Far from a frictionless ideal of filiation, the wild pansy offers a parable of uncomfortable kinship. It is a story of making do with decisions made by others, and of accommodating interlopers and replacements. It speaks of the challenges of being a good host and a good guest. The little flower holds different ways of working within the constraints of structure–and potential for poststructural transgression. Indeed the wildness that the pansy shares with thought lies with its propensity for queer overflowing of the relations prescribed by a marriage that is not convenient to all who are united within its embrace.
Troubled kinship relations are the legacy of the era known variously as the Anthropocene, Plantationocene and Capitalocene. Like the paternal pistil of the pansy around which the stepfamily gathers, a copy of Le Capitalocène by Armel Campagne (2017) is enshrined at the core of Adrien Missika’s video TransPlants (2024). Enclosed in a bird cage along with a mandarin orange, incense, shards of a broken mirror, a dead dragonfly and other symbolic items, the book becomes a talisman that accompanies the artist on a treacherous journey across the city of Guangzhou. On the flatbed of a motorized tricycle, he transports a collection of large tropical plants from the flower market to the garden of an art gallery, where he waters them lovingly. In turn, he hands over custody of the plants under a legal contract for their care and replanting in open soil. In this ambiguous gesture of landscaping or rewilding, the transplants become botanical step-family, and as such, figures for the broader urban ecosystems into which they intervene.

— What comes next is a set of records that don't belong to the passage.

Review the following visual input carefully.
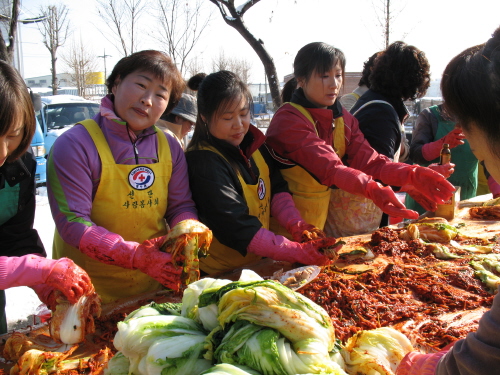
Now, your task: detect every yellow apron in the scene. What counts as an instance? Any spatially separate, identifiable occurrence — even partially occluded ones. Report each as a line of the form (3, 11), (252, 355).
(271, 103), (346, 239)
(53, 120), (172, 303)
(199, 145), (271, 275)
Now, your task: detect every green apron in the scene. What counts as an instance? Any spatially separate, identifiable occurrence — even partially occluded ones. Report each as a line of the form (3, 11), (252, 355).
(405, 106), (478, 214)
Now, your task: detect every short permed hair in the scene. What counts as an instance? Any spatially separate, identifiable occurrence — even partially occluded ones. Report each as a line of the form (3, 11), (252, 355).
(106, 50), (186, 113)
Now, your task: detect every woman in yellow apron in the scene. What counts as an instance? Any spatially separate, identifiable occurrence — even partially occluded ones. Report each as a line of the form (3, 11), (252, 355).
(266, 42), (454, 235)
(47, 51), (197, 303)
(186, 71), (336, 274)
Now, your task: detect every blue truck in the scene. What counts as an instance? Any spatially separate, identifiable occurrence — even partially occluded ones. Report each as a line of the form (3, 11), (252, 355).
(31, 119), (47, 186)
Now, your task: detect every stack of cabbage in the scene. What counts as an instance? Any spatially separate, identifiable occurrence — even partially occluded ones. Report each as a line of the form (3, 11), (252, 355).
(105, 273), (407, 375)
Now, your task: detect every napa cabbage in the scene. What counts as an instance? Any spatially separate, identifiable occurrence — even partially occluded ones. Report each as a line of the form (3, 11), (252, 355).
(138, 335), (212, 375)
(199, 280), (344, 374)
(113, 315), (206, 374)
(181, 277), (231, 331)
(201, 363), (261, 375)
(341, 327), (414, 375)
(104, 352), (130, 375)
(123, 302), (182, 322)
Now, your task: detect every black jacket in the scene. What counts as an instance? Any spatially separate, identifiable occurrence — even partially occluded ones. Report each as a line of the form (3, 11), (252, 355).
(186, 126), (289, 255)
(350, 90), (408, 160)
(0, 150), (47, 256)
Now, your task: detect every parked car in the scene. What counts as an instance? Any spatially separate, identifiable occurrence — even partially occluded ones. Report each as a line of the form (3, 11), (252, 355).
(37, 95), (99, 154)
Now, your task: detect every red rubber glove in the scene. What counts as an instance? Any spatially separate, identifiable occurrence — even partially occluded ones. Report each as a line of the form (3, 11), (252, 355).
(271, 193), (326, 242)
(422, 128), (465, 161)
(45, 258), (92, 304)
(133, 236), (184, 291)
(380, 163), (455, 204)
(247, 228), (340, 266)
(79, 225), (184, 290)
(427, 163), (455, 178)
(396, 343), (454, 375)
(488, 176), (500, 198)
(31, 284), (57, 311)
(289, 221), (326, 242)
(366, 180), (419, 219)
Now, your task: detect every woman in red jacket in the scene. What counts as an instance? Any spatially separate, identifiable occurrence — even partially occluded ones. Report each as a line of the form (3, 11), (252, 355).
(0, 61), (92, 334)
(396, 27), (500, 375)
(266, 42), (454, 235)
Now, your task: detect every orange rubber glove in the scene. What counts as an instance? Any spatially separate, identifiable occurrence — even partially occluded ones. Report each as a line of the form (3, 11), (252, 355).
(247, 228), (340, 266)
(366, 180), (419, 219)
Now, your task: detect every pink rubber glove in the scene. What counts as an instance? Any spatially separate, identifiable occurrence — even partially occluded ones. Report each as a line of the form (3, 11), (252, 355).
(488, 176), (500, 198)
(422, 128), (465, 161)
(399, 185), (437, 212)
(45, 258), (92, 303)
(427, 163), (455, 178)
(396, 343), (454, 375)
(366, 180), (419, 219)
(0, 254), (92, 303)
(31, 284), (57, 311)
(79, 226), (184, 290)
(133, 236), (184, 291)
(271, 193), (326, 242)
(380, 163), (455, 204)
(247, 228), (340, 266)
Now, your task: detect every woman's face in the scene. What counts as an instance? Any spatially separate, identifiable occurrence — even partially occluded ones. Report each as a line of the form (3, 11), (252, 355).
(298, 63), (342, 108)
(112, 71), (170, 134)
(0, 122), (24, 167)
(175, 116), (194, 138)
(463, 124), (500, 181)
(208, 98), (250, 146)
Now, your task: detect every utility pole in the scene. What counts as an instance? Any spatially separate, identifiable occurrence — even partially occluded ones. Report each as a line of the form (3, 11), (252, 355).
(97, 48), (113, 83)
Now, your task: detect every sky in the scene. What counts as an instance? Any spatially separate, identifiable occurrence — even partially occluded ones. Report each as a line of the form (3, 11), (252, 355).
(14, 0), (500, 83)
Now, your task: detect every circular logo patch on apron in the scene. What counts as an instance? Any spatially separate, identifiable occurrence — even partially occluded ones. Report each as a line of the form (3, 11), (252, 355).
(257, 178), (266, 200)
(128, 167), (155, 190)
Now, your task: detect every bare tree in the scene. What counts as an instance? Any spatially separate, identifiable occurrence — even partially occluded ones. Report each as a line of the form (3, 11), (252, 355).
(62, 38), (98, 98)
(38, 4), (69, 95)
(210, 0), (281, 108)
(97, 0), (147, 56)
(151, 0), (211, 73)
(0, 0), (20, 64)
(212, 50), (252, 83)
(372, 0), (404, 49)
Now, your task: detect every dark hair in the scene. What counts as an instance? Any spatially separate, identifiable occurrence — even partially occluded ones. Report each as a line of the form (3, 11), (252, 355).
(0, 60), (36, 163)
(281, 77), (297, 103)
(188, 70), (253, 148)
(106, 50), (186, 112)
(441, 27), (500, 157)
(370, 42), (431, 100)
(358, 52), (380, 88)
(293, 42), (345, 87)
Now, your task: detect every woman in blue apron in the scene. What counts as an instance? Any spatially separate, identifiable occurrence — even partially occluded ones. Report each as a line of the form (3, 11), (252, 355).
(47, 50), (197, 303)
(0, 61), (91, 334)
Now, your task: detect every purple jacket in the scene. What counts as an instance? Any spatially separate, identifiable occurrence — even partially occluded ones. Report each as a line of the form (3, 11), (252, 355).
(47, 95), (198, 248)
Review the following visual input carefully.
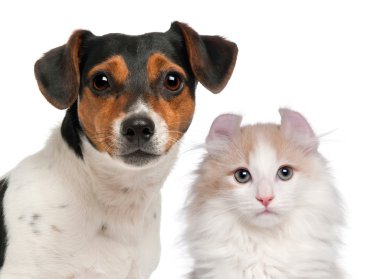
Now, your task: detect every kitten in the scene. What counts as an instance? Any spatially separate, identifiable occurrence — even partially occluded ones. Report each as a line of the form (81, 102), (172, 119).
(185, 109), (343, 279)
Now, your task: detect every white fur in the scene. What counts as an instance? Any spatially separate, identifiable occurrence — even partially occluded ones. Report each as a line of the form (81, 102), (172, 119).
(0, 129), (178, 279)
(185, 141), (343, 279)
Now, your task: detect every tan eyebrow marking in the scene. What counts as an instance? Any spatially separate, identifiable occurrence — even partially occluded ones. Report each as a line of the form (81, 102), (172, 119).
(88, 55), (129, 83)
(146, 52), (187, 82)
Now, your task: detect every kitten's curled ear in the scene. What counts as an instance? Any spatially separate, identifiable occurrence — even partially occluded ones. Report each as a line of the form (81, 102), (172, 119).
(279, 108), (319, 153)
(169, 21), (238, 93)
(34, 30), (94, 109)
(206, 114), (242, 145)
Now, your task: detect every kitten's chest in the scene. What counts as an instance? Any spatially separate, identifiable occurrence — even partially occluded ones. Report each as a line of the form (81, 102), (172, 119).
(228, 232), (331, 279)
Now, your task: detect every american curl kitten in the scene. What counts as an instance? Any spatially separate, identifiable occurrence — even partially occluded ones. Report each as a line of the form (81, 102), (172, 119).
(185, 109), (343, 279)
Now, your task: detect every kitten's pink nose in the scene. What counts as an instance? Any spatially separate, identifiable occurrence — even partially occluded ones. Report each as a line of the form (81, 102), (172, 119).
(256, 196), (274, 207)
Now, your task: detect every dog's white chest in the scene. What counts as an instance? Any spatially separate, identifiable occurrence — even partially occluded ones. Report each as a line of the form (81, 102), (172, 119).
(0, 130), (171, 279)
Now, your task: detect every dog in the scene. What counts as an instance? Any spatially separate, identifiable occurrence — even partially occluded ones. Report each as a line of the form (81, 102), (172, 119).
(0, 22), (238, 279)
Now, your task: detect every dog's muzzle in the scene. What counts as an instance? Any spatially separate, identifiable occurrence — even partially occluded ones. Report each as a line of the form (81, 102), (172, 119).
(120, 116), (155, 146)
(119, 115), (162, 166)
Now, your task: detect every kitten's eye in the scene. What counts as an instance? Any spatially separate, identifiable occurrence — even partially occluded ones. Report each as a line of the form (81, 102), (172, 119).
(234, 169), (251, 184)
(164, 72), (183, 92)
(277, 166), (293, 181)
(92, 73), (110, 91)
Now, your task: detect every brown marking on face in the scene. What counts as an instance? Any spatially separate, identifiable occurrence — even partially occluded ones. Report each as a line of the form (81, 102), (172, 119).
(147, 53), (195, 151)
(146, 53), (186, 83)
(87, 55), (129, 84)
(78, 87), (129, 155)
(147, 87), (195, 151)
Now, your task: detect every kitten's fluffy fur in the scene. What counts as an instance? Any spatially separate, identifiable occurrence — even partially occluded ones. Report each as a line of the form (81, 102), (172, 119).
(185, 109), (343, 279)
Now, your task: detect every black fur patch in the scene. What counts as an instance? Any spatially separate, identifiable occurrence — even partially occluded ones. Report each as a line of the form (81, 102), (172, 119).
(0, 179), (8, 269)
(61, 102), (83, 159)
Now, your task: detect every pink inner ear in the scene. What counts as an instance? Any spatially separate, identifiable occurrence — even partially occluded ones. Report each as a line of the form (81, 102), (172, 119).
(279, 108), (318, 150)
(206, 114), (241, 143)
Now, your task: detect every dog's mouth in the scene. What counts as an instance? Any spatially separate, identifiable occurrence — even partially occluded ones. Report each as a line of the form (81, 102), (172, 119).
(118, 149), (161, 167)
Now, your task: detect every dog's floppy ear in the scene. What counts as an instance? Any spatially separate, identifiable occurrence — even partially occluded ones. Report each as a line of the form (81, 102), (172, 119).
(169, 21), (238, 93)
(34, 30), (94, 109)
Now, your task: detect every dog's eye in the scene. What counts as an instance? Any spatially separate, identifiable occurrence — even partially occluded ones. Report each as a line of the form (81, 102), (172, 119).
(92, 73), (110, 91)
(234, 169), (252, 184)
(164, 73), (183, 92)
(277, 166), (293, 181)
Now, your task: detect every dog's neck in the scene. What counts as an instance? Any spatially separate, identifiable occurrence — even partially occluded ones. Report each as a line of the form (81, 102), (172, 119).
(45, 124), (179, 215)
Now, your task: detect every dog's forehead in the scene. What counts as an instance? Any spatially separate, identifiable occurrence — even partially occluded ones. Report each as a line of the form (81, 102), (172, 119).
(82, 32), (186, 72)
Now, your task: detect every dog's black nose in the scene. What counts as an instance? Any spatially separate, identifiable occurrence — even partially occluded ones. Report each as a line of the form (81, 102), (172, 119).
(121, 116), (154, 144)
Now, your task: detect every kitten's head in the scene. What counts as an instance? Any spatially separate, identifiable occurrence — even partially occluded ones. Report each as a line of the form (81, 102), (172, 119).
(195, 109), (328, 228)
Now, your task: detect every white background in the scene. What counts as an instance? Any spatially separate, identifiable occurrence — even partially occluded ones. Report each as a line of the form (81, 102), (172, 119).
(0, 0), (380, 279)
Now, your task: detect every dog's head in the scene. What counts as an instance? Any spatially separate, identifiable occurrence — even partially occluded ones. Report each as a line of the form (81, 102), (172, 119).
(35, 22), (238, 166)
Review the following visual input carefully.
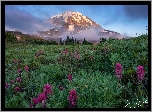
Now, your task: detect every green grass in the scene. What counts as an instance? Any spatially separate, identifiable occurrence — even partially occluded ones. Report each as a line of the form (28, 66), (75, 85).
(5, 36), (148, 108)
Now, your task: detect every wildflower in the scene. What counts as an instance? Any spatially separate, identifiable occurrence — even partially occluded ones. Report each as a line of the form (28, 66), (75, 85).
(17, 68), (21, 73)
(18, 60), (21, 63)
(16, 77), (21, 82)
(37, 93), (46, 102)
(68, 89), (78, 108)
(115, 63), (123, 79)
(24, 66), (29, 71)
(30, 103), (33, 108)
(90, 56), (93, 59)
(14, 60), (17, 63)
(136, 65), (145, 81)
(32, 98), (39, 106)
(60, 86), (63, 90)
(68, 74), (72, 81)
(65, 49), (68, 53)
(43, 84), (53, 98)
(5, 83), (9, 88)
(11, 80), (14, 84)
(75, 51), (79, 55)
(15, 87), (20, 92)
(78, 54), (80, 59)
(42, 100), (46, 108)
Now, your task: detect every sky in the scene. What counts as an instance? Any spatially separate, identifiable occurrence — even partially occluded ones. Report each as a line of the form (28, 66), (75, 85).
(5, 5), (148, 37)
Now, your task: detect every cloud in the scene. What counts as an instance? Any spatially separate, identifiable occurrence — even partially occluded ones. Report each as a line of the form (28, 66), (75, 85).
(5, 7), (54, 34)
(123, 5), (148, 21)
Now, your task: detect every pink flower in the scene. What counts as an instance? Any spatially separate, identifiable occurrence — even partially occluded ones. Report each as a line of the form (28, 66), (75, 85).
(65, 49), (68, 53)
(60, 86), (63, 90)
(68, 74), (72, 81)
(75, 51), (79, 55)
(11, 80), (14, 84)
(42, 100), (46, 108)
(37, 93), (46, 102)
(15, 87), (20, 92)
(18, 60), (21, 63)
(16, 77), (21, 82)
(32, 98), (39, 105)
(5, 83), (9, 88)
(24, 66), (29, 71)
(30, 103), (33, 108)
(90, 56), (93, 59)
(14, 60), (17, 63)
(68, 89), (78, 108)
(115, 63), (123, 79)
(17, 68), (21, 73)
(78, 54), (80, 59)
(136, 65), (145, 81)
(43, 84), (53, 97)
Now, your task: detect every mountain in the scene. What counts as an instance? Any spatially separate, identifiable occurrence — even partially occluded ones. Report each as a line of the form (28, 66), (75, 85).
(37, 11), (125, 40)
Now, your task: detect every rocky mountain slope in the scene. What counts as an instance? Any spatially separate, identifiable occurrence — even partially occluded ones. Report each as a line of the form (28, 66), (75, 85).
(37, 11), (123, 39)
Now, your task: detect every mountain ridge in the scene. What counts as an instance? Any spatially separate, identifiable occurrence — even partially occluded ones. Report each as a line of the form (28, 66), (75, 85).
(38, 11), (126, 39)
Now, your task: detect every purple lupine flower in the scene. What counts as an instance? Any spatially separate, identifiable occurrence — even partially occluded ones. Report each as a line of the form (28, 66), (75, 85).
(32, 98), (39, 106)
(15, 87), (20, 92)
(60, 86), (63, 90)
(68, 74), (72, 81)
(17, 68), (21, 73)
(11, 80), (14, 84)
(5, 83), (9, 88)
(24, 66), (29, 71)
(136, 65), (145, 81)
(115, 63), (123, 80)
(16, 77), (21, 82)
(68, 89), (78, 108)
(37, 93), (46, 102)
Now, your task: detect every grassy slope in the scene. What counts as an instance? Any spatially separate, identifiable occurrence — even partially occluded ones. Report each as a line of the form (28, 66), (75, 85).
(5, 37), (148, 108)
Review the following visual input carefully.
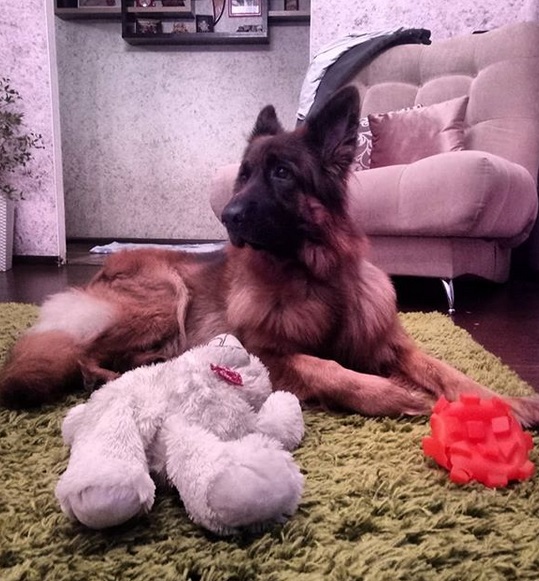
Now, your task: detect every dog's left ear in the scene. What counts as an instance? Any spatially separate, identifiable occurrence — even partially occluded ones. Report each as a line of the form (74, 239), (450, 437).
(305, 86), (359, 172)
(249, 105), (283, 142)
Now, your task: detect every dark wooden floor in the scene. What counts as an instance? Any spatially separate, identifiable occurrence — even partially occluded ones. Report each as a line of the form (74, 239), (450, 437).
(0, 247), (539, 391)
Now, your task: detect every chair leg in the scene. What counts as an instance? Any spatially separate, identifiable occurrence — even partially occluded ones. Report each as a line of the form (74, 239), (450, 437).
(441, 278), (455, 315)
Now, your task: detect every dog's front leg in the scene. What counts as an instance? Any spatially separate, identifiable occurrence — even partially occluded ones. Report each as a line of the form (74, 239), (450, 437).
(261, 354), (435, 417)
(391, 347), (539, 427)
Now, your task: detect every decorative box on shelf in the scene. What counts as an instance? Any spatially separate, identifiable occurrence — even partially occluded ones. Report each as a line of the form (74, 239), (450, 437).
(54, 0), (121, 20)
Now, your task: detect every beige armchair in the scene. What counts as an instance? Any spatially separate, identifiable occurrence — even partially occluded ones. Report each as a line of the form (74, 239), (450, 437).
(212, 23), (539, 311)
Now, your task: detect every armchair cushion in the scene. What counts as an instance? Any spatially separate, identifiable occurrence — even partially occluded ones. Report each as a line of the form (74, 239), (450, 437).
(349, 151), (537, 246)
(368, 96), (468, 168)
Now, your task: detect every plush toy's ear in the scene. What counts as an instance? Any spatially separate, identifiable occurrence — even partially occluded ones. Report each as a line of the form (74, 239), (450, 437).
(249, 105), (283, 142)
(305, 86), (359, 171)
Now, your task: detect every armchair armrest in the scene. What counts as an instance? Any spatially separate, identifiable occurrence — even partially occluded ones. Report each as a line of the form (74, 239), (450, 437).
(349, 151), (538, 246)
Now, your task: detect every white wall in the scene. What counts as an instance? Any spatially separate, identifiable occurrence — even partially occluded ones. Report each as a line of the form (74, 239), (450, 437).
(311, 0), (539, 55)
(56, 20), (309, 239)
(0, 0), (65, 258)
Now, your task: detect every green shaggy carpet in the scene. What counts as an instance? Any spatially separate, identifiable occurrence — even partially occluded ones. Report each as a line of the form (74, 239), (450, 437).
(0, 304), (539, 581)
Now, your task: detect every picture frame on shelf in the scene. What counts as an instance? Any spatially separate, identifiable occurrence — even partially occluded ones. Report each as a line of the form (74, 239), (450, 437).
(196, 14), (213, 32)
(228, 0), (262, 17)
(284, 0), (299, 10)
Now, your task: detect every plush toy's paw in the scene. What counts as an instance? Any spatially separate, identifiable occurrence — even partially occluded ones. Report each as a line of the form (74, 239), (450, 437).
(207, 434), (303, 534)
(56, 463), (155, 529)
(256, 391), (305, 450)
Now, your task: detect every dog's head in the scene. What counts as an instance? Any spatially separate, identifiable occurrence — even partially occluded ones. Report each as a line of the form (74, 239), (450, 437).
(222, 87), (359, 257)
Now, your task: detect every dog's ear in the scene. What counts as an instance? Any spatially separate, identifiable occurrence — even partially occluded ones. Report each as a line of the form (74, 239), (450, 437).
(305, 86), (359, 172)
(249, 105), (283, 142)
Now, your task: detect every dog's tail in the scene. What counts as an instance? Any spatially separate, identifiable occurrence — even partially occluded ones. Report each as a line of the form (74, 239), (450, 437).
(0, 289), (115, 408)
(0, 331), (82, 408)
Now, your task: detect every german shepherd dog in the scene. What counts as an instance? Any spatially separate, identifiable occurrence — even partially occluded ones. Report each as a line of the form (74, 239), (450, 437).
(0, 87), (539, 426)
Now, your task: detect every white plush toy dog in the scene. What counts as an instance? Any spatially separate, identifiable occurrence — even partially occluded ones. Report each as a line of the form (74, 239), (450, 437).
(56, 335), (304, 534)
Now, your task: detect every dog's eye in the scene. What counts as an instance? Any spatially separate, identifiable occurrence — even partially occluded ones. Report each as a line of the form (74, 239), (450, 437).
(273, 165), (292, 180)
(238, 167), (250, 184)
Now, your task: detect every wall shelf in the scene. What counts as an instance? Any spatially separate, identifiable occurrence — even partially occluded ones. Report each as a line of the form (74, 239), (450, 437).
(121, 0), (269, 46)
(268, 10), (311, 22)
(127, 6), (194, 18)
(54, 0), (311, 40)
(54, 3), (122, 20)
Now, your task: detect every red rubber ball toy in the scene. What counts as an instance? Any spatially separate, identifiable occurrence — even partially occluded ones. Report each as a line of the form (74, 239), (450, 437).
(423, 395), (535, 488)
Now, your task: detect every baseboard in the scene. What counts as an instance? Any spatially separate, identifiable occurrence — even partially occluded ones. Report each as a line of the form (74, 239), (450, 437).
(13, 254), (65, 266)
(67, 236), (223, 246)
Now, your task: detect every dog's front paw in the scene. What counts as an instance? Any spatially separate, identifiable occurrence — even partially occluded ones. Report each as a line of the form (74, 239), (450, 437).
(56, 466), (155, 529)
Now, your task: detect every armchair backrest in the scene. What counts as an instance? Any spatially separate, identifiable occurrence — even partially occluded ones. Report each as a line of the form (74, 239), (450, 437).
(349, 22), (539, 181)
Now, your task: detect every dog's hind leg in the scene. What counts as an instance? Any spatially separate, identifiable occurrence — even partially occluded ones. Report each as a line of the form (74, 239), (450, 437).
(0, 289), (115, 408)
(261, 350), (539, 427)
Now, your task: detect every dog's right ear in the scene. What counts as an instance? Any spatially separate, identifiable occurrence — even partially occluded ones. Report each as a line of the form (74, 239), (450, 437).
(249, 105), (283, 143)
(304, 86), (359, 172)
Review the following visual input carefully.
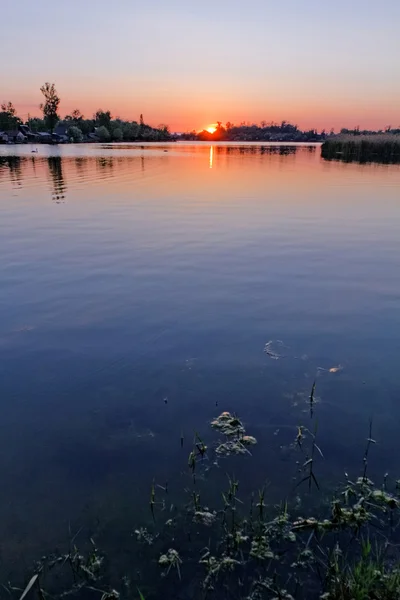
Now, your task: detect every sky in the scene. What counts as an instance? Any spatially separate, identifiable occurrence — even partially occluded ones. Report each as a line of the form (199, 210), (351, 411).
(0, 0), (400, 131)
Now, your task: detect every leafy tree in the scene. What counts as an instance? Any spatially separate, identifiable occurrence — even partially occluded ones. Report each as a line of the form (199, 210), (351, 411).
(94, 108), (112, 129)
(27, 117), (46, 133)
(122, 121), (139, 142)
(40, 82), (60, 133)
(96, 125), (111, 142)
(67, 125), (83, 143)
(0, 102), (21, 131)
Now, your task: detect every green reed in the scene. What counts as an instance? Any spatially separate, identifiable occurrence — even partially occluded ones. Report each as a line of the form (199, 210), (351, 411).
(321, 133), (400, 163)
(7, 382), (400, 600)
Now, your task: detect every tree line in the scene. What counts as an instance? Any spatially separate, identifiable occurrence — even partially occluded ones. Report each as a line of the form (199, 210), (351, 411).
(0, 83), (171, 142)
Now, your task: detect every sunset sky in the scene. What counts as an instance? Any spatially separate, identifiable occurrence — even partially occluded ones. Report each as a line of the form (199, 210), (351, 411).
(0, 0), (400, 131)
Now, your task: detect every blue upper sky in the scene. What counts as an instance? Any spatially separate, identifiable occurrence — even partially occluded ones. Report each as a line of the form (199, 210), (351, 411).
(0, 0), (400, 129)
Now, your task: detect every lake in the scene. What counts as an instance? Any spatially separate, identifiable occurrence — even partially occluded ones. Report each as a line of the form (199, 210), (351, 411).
(0, 143), (400, 577)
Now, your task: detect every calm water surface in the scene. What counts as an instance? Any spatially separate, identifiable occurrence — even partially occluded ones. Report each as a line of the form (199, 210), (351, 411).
(0, 144), (400, 573)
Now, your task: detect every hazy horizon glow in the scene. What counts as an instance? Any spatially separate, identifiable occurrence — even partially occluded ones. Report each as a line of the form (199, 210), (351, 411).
(0, 0), (400, 131)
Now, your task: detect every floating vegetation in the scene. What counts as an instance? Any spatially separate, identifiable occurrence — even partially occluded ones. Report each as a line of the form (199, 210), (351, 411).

In a series of performative interventions stretching back over the last decade, Missika negotiates the awkward demands of ecological kinship set into motion by the dis/organizing principles of our age. What duties of care and forms of cohabitation do our troubled times demand? With what kinds of beings do we identify? Who deserves our affection and attention? Taking lessons from the wild pansy, Missika exhausts himself watering weeds on the sidewalk, enduring a heatwave together. In a loving refusal of futility, he washes the soot from the blackened leaves of plants growing under highways in Mexico City. Elsewhere, he stages the comedy of unwanted advances, affectionately rebuffed by a Saguaro cactus upon whose
thorns he impales himself, through a protective suit of pillows. He reads his deepest fear/desire mirrored in conjoined twin carrots (I don’t want to die alone). In the vibrant excesses of wild thought, botanical and social relations grow into one another, confounding divisions of species, genus and family. Plants do not merely symbolize kinship, they are kin.